Queen and Slim may well go down as one of the most frustrating films of the last decade. It’s gorgeously shot, brilliantly acted, has a great soundtrack, and at least has a discussion of radical politics — but it just feels empty. It’s ambitious and clearly wants to start important discussions, but it doesn’t engage the audience emotionally enough to give any of those discussions a solid landing.
The story sounds interesting on paper; a young black woman and man (who remain unnamed until the end of the film so, for simplicity’s sake, I’ll just refer to them as Queen and Slim respectively) go on a Tinder date. It’s awkward and they have little chemistry, but they’re forced into working together after being pulled over by a racist police officer – who Slim kills in an act of self-defence – and the two hatch a plan to run away together to Cuba.

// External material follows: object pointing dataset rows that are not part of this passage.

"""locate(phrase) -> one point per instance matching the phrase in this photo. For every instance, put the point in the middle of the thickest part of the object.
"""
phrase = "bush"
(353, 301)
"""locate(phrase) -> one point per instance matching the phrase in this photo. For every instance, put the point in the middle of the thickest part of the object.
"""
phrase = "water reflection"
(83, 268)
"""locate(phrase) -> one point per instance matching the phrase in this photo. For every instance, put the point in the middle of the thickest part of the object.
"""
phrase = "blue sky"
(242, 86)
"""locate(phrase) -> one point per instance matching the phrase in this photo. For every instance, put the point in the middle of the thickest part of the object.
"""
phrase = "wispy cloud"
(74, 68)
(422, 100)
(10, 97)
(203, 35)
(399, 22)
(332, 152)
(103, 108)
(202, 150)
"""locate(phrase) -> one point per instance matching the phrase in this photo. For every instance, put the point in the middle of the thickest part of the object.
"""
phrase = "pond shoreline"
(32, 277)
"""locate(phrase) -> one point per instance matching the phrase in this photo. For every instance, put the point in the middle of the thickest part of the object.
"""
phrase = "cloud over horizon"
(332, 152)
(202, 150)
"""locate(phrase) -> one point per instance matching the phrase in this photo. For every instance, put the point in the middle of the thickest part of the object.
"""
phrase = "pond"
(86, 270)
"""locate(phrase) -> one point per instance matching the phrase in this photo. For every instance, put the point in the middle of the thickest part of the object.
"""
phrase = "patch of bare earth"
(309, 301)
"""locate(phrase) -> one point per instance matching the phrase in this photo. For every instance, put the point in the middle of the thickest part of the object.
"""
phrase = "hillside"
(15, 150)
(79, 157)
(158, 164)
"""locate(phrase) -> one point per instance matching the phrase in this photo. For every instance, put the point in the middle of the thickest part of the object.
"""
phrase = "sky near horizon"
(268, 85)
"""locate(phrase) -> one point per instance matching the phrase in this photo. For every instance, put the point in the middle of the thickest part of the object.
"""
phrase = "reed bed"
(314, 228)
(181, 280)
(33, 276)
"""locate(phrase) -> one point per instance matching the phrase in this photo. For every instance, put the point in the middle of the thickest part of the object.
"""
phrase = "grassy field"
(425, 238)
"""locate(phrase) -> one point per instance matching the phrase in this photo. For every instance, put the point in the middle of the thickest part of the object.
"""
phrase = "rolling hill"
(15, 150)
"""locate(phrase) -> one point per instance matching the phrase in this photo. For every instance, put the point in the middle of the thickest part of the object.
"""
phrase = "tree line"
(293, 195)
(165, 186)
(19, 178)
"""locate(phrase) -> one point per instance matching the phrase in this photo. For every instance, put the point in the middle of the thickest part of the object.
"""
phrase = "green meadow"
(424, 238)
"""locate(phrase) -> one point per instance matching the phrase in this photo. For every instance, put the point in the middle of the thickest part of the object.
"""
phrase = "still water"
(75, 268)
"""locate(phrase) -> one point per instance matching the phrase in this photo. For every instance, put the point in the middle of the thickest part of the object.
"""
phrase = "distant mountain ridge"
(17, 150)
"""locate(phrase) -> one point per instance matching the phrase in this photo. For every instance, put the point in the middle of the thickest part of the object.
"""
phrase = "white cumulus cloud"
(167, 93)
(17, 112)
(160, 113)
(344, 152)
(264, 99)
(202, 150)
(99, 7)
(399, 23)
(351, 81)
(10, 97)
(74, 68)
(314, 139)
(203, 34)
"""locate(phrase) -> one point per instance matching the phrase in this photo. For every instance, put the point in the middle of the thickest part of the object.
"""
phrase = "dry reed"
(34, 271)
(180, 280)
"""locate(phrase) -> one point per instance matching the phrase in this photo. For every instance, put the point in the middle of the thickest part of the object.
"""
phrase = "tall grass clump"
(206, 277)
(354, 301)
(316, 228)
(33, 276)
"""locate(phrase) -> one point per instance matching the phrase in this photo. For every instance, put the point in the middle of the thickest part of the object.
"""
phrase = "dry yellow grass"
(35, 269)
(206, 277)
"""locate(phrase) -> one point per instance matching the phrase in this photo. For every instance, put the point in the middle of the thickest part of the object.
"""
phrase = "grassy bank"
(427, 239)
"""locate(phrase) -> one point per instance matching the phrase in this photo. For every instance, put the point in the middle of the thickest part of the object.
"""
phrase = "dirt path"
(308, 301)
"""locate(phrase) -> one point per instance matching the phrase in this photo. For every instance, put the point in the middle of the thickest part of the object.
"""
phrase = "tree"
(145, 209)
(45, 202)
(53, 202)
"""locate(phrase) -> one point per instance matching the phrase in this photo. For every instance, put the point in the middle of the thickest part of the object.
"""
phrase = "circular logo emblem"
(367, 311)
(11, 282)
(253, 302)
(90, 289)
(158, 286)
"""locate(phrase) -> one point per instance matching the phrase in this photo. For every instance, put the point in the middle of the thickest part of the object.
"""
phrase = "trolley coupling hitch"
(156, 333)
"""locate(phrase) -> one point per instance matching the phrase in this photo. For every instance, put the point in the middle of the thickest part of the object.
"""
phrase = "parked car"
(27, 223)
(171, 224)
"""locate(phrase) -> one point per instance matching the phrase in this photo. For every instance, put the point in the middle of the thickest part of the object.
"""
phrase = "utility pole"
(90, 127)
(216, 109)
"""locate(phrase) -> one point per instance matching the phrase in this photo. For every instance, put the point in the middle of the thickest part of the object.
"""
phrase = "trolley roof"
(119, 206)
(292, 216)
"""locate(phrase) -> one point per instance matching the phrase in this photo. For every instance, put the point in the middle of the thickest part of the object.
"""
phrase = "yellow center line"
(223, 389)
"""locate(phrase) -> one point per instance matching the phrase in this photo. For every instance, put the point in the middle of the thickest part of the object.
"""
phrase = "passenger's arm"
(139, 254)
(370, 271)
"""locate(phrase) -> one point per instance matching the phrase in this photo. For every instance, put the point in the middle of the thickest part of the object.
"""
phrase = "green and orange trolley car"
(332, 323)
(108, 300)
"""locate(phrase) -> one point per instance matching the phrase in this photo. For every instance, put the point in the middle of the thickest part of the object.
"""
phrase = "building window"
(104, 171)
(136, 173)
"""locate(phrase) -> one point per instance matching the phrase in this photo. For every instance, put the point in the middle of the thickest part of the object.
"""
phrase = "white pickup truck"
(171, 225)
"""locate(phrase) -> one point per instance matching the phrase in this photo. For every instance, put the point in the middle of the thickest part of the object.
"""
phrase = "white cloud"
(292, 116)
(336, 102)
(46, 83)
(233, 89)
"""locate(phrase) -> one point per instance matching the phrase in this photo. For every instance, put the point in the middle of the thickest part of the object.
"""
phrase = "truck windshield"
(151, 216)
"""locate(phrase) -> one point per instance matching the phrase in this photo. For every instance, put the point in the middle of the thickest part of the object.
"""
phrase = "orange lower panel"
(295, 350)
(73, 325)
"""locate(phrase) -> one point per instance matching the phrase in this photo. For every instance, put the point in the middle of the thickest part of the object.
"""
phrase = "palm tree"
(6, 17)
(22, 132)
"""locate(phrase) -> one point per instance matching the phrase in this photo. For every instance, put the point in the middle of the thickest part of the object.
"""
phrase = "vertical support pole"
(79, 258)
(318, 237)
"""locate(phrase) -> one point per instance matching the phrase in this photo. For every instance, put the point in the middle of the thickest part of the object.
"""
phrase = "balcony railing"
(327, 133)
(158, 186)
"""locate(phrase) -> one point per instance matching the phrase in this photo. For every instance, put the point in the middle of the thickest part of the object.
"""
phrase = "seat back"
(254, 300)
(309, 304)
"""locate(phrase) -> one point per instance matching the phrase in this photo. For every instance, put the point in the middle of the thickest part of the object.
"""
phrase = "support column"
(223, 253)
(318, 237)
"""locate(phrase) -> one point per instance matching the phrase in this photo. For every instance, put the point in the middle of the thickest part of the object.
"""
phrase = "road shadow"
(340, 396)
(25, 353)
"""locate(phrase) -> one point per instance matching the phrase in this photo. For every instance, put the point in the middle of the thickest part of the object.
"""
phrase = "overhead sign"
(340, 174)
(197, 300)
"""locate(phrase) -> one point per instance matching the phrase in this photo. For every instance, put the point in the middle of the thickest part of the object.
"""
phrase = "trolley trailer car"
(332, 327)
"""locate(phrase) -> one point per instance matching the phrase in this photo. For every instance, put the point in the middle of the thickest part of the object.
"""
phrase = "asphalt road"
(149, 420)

Over the course of their journey, they cross through Ohio, New Orleans and Southern Florida, meeting various characters serving to support and derail them along the way. It’s a solid premise but the film seems to fall apart around when the cop is shot. The biggest problem that undercuts Queen and Slim is that its titular characters have no chemistry, and their blossoming companionship and eventual romance feels completely out of circumstance. Take most similar road movies (Bonnie and Clyde, Thelma and Louise) and what makes those movies memorable is the chemistry between their leads and how the audience genuinely wants them to succeed.
By contrast, Queen and Slim feels shallow because the characters deliberately start as awkward and unfit for each other. She’s a tough-talking lawyer, he’s an easygoing religious type. From that point though, the film does very little to develop their relationship. That’s even before the film introduces side characters that seek only to represent political figureheads.
Jodie Turner-Smith and Daniel Kaluuya put their all into the lead roles, but the script just doesn’t give them enough to chew on. What makes this even worse, however, is how the film also wants to talk about modern issues that seriously warrant discussion. Police brutality and media coverage of anti-black violence are put at the front and centre, but anything the film has to say completely loses its impact when the characters just don’t work. At times you find yourself pining for Ava DuVernay or Spike Lee to at least inject some humanity into the thing and make it more thought-provoking.
The film isn’t entirely without merit; director Melina Matsoukas, most known for music videos, does a terrific job in creating a rich aesthetic for the film full of bold colours and terrific shots. While there are significant problems with the script, Lena Waithe clearly knows how to build tension as shown in many of the film’s more nailbiting sequences. While I think this film doesn’t quite hit the mark, there are at least interesting voices behind it that are worth listening to.